La battaglia di Falluja

È impossibile ricostruire fedelmente gli avvenimenti singoli in una guerra che sul campo è condotta come fosse un wargame pilotato via computer, e sul piano mediatico sceneggiata da esperti venuti da Hollywood. È però possibile distillare un andamento d'insieme dall'enorme mole di informazione che arriva dall'Iraq.

Falluja, secondo gli americani, era diventato un centro autogovernato dalla guerriglia, la quale vi aveva depositi di armi ed esplosivi, reparti armati e magazzini logistici. Non era ovviamente possibile, per l'occupante, tollerare uno stato di cose del genere e, altrettanto ovviamente, i guerriglieri lo sapevano. Ma avevano lo stesso trasformato la città in una loro roccaforte provvisoria, da lasciare non appena fosse incominciato l'attacco. Questo fu preannunciato con largo anticipo e la popolazione (300.000 persone) fu sgombrata. Lasciarono il campo anche i guerriglieri, tranne una retroguardia, forse con il compito di agganciare gli americani e attirarli in aree prestabilite per colpirli e poi ritirarsi senza subire troppe perdite, come del resto avevano fatto i reparti regolari durante l'invasione.
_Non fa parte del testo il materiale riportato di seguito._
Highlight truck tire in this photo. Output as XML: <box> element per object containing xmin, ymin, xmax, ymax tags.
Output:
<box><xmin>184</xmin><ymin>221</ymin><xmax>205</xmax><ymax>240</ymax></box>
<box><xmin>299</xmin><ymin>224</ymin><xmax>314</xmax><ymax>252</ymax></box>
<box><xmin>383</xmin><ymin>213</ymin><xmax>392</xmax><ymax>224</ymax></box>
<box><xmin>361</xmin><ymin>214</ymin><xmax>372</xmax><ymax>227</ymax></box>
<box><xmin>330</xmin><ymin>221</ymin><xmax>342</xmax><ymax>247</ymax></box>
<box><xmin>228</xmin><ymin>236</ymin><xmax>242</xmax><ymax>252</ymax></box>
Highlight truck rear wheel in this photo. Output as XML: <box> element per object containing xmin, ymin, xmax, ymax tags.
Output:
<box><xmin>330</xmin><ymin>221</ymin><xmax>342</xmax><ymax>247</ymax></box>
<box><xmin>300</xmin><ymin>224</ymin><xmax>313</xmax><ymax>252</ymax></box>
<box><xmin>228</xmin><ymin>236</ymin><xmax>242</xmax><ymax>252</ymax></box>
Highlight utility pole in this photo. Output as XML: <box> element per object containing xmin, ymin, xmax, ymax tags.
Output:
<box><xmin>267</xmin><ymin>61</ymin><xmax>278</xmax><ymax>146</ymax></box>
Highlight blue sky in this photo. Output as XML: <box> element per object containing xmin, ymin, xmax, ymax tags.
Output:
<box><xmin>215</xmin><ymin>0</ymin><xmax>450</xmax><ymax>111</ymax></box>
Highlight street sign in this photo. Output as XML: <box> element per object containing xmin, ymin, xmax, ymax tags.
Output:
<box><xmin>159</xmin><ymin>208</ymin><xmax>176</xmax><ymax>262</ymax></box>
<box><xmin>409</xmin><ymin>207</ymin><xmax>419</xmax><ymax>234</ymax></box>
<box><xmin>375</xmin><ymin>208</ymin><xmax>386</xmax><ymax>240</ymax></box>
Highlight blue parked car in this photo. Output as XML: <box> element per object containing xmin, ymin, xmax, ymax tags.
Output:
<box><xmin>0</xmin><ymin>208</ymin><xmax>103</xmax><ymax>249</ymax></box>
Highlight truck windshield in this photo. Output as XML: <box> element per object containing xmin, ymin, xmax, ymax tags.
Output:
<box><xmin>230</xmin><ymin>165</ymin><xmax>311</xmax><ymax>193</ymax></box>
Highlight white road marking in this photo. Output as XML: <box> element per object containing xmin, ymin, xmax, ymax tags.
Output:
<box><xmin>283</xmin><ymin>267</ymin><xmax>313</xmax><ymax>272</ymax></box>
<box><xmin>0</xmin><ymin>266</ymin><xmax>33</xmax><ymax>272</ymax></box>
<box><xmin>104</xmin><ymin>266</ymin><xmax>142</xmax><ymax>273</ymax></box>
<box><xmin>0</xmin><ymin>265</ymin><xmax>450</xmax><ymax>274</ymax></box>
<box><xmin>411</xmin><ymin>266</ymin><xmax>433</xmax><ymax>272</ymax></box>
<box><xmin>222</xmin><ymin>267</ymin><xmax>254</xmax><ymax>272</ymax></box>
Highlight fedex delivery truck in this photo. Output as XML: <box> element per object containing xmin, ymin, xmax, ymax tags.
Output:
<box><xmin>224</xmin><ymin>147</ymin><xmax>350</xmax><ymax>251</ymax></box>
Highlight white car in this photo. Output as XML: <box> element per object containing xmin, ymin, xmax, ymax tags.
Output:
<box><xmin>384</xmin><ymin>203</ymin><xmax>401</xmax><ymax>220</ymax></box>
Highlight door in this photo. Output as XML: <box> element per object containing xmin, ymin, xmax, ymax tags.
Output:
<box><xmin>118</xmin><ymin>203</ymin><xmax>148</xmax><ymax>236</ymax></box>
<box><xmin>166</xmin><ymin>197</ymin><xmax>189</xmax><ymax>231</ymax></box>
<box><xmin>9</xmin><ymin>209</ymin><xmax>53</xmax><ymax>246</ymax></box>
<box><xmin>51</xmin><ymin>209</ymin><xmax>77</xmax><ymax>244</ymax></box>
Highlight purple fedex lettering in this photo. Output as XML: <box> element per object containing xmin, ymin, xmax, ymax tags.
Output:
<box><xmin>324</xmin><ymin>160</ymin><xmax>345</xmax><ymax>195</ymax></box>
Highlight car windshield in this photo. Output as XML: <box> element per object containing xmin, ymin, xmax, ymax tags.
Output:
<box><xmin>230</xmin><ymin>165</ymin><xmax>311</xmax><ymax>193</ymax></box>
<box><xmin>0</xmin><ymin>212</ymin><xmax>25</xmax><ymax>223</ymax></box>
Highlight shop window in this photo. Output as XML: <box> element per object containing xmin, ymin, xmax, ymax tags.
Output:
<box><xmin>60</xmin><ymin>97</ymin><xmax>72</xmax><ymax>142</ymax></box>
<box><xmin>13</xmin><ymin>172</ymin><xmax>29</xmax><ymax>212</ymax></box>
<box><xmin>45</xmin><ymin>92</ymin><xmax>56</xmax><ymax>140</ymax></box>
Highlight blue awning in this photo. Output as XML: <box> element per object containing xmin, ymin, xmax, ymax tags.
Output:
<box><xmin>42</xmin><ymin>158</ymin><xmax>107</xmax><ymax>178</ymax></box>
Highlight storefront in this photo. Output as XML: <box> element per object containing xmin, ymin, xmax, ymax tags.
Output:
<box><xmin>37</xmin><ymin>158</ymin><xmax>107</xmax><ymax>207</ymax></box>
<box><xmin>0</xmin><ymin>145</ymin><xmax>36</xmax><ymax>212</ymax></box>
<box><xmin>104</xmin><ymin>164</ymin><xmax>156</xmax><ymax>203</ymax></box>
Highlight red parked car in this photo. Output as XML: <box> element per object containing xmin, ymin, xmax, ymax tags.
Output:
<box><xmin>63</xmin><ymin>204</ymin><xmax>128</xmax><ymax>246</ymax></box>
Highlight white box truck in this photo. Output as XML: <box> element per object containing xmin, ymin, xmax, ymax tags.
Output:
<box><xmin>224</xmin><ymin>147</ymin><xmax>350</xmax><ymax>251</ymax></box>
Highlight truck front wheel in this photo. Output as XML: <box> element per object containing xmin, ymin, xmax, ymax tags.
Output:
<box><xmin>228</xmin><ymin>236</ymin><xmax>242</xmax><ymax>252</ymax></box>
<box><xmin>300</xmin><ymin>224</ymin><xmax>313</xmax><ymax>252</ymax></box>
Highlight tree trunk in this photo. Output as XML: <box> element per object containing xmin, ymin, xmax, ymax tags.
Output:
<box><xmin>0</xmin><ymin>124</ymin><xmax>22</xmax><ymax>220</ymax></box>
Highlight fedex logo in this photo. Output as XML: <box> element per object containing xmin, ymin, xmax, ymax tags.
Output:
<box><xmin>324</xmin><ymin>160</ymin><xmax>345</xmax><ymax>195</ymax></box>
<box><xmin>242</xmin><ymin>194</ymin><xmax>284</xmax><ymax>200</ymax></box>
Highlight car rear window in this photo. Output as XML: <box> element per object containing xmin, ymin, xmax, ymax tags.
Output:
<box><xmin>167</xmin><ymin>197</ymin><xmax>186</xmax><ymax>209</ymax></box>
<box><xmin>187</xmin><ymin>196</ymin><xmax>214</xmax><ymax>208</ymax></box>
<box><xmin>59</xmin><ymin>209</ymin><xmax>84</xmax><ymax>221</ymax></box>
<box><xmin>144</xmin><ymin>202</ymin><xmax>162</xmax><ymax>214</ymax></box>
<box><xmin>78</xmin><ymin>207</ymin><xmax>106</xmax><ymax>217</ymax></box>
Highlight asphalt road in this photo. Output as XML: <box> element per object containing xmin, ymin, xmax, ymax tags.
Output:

L'attacco incominciò di notte, in condizioni di non visibilità per i guerriglieri, in modo da permettere agli assedianti di utilizzare al meglio il vantaggio tecnologico (visori notturni, coordinamento telecomandato, ecc.). Dopo tre giorni di bombardamento la città risultava "polverizzata" secondo i comunicati della guerriglia, e "poco danneggiata" secondo il comando americano. Stranamente però, quest'ultimo dichiarava che l'intera operazione, compresa la "bonifica" da parte delle truppe, aveva "liberato" solo il 70% della città. Al bombardamento attuato con ogni mezzo (dai missili aria-terra alle bombe "intelligenti", dal gas "mostarda" alle bombe a frammentazione) era seguito un rastrellamento porta-porta condotto da truppe specializzate con l'appoggio di carri armati. In case e moschee erano state scoperti numerosi depositi di armi ed esplosivi, ma anche sistemi di mine-trappola simili a quelli usati dalla guerriglia vietnamita. Alla fine della battaglia, leggiamo sul sito del Pentagono, vi furono 51 caduti e 425 feriti americani; 8 caduti e 43 feriti iracheni dell'esercito collaborazionista; 1.200 caduti e 1.000 prigionieri fra i ribelli.

Dalle lettere dei soldati pubblicate dalle organizzazioni dei reduci risultano massacri della popolazione civile, sgombrata dal centro ma raccolta in campi più o meno attrezzati nella periferia cittadina. Risultano danni che comprovano la "polverizzazione" della città piuttosto che non l'operazione "chirurgica". Risulta che la battaglia ha raggiunto i suoi obiettivi di distruzione ma che, come del resto afferma anche il Pentagono, la guerriglia è stata soltanto "delocalizzata".

Ciò avviene anche nelle altre parti d'Iraq, non solo a Falluja. Vuol dire che le tre guerriglie (semplificando assai: baathista, sunnita e al qaedista – quella sciita è per ora rientrata pur senza deporre le armi) non sono state vinte, anche se esse non possono vincere militarmente. Del resto nessuna guerriglia tende a prevalere con battaglie campali, bensì con l'effetto politico dovuto alla durata nel tempo. È istruttivo il fatto che, dopo la "vittoria" americana di Falluja, le truppe siano state chiamate ad affrontare nuovi focolai di resistenza, mentre l'intensità degli attacchi guerriglieri è ovunque immutata; in qualche caso, per esempio a Mosul, si segnala addirittura un incremento degli attacchi.

Il tempo giocherà a favore dell'apparato civile e militare baathista entrato in una clandestinità certamente preparata ben prima dell'occupazione americana. Esso rappresenta la parte organizzata della guerriglia e, se per ora è forzatamente emarginato, sarà indispensabile agli esportatori di democrazia, così come furono indispensabili, nel '45, gli apparati tecnico-amministrativi fascisti di Italia, Germania e Giappone. La guerriglia "confessionale" non ha retroterra storico in Iraq, e il terrorismo qaedista meno ancora. Perciò il vero interlocutore di Washington non è e non potrà mai essere il raffazzonato governo fantoccio, assolutamente inerme di fronte agli attacchi guerriglieri, ma la vera borghesia irachena, i suoi tecnici, il suo vero esercito e persino il suo vero partito, il Baath, qualsiasi nome esso possa prendere in futuro. Questa realtà non è stata intaccata dalla guerra e rappresenta l'unica alternativa al caos e alla guerra civile o addirittura alla sua versione tribale.